Ramifications: An Extension and Correspondence Result for the Event Calculus

Abstract

Classical logic Event Calculus, and the special purpose logical action language Formula, are both well established formalisms for describing actions and change. However, there is yet to be an account of ramifications in Event Calculus sufficiently general to represent the classes of domains expressible in Formula. Indeed, an adequately general ramification theory constructed in any general purpose logical language still awaits. Therefore, under the motivation of creating a flexible ramification theory in a universal language, suitable for integration into a rich action theory, a new enhanced version of classical logic Event Calculus named EC-R is proposed. EC-R supports representation and reasoning about domains containing ramifications for classes of domains more general than those possible under previous general purpose language formulations. This article makes two main contributions.

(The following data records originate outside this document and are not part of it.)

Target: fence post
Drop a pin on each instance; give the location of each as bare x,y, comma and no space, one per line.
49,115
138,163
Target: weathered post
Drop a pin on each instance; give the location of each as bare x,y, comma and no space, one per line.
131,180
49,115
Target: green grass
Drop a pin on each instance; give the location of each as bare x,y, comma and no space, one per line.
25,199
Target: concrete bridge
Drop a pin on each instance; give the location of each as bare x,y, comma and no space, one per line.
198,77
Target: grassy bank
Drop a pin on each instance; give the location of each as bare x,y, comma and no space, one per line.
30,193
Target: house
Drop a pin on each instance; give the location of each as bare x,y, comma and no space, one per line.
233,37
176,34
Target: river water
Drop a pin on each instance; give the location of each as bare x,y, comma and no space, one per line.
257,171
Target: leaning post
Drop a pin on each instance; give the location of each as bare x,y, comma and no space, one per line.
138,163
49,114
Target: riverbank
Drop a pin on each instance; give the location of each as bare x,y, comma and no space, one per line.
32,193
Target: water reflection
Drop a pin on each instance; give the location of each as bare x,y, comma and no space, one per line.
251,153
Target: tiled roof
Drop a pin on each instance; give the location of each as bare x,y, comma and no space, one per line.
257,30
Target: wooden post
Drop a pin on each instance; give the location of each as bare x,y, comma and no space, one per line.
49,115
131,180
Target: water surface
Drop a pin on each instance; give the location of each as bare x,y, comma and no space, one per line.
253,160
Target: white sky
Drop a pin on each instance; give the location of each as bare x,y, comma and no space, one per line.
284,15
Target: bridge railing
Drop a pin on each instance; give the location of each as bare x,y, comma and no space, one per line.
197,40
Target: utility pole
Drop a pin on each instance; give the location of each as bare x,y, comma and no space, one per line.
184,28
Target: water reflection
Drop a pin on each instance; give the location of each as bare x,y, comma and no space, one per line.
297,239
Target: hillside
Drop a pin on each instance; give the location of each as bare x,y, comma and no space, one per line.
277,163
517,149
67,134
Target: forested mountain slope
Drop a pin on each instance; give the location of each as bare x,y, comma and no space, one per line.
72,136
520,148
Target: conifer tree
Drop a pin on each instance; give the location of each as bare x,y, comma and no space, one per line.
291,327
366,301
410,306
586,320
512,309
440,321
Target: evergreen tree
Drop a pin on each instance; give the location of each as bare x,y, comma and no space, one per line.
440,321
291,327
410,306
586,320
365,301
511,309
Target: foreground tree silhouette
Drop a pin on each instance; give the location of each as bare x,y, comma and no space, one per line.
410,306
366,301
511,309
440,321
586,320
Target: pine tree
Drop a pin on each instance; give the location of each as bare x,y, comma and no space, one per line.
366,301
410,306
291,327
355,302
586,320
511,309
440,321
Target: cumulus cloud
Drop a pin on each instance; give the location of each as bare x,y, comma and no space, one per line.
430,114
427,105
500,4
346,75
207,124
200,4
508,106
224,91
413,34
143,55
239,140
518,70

The first, EC-R, is a narrative-based action formalism able to represent concurrent events, non-deterministic actions and indirect causal effects by virtue of an integrated solution to the frame and ramification problems. The formalism can reason about significant subclasses of domains containing both mutually interacting effects and cyclic causal dependencies. The formalism is elaboration tolerant and may be integrated with the standard variants of the Event Calculus. The second contribution is the definition of a semantic mapping between EC-R and Formula, and a proof of soundness and completeness of the EC-R theory with respect to Formula's model theoretic specification.